App Stores Required to Register

App Stores Required to Register

New statistics about mobile apps show that the Chinese market is the driving factor in the rapid growth of the app industry worldwide. Since last summer, Chinese authorities have taken steps to regulate apps in an effort to limit “illegal” content on the popular medium. In an apparent response to the new rules, Apple removed both the Chinese and English-language New York Times apps from their China-based App Store earlier this month. In a follow-up to the regulations passed in August, the Cyberspace Administration of China is now requiring all app stores to register with the government. Paul Mozur reports for The New York Times:

In a notice published on its website, the Cyberspace Administration of China said late Friday that its offices across China should ensure that records are kept on the country’s many app stores, starting Monday.

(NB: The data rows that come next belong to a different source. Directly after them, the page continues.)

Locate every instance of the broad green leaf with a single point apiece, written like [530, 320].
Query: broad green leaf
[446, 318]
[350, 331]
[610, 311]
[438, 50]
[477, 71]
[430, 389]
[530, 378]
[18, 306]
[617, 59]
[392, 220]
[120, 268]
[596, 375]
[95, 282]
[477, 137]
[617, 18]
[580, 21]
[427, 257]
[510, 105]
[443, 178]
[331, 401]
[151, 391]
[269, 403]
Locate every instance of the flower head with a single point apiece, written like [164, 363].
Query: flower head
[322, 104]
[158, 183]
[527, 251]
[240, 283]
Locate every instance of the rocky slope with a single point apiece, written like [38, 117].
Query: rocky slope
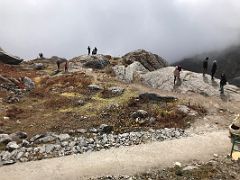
[190, 82]
[228, 61]
[150, 61]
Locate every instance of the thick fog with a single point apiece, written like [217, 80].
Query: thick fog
[172, 29]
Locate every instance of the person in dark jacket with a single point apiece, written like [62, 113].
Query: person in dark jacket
[214, 69]
[223, 82]
[89, 50]
[205, 66]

“Many apps have been found to spread illegal information, violate user rights or contain security risks,” the post read. It said the purpose of the registration was to ensure that it is clear who takes responsibility if apps, or app stores, are found to engage in illegal practices.

Beijing has begun pushing harder to enforce a law passed last year that barred apps from engaging in activities deemed to endanger national security or disrupt social order, terms that are often broadly applied to discussion of politically sensitive topics. [Source]

The new regulations effectively put the onus of regulation on the app stores and developers. While China’s major mobile companies all maintain their own app stores, third party stores have also proliferated, making oversight difficult. Eva Dou at The Wall Street Journal explains the challenges of regulating apps:

But apps create a special challenge for government censors, experts say, because they often incorporate a wide variety of functions and serve as platforms for users to exchange information, making them harder to oversee. They are also multiplying quickly.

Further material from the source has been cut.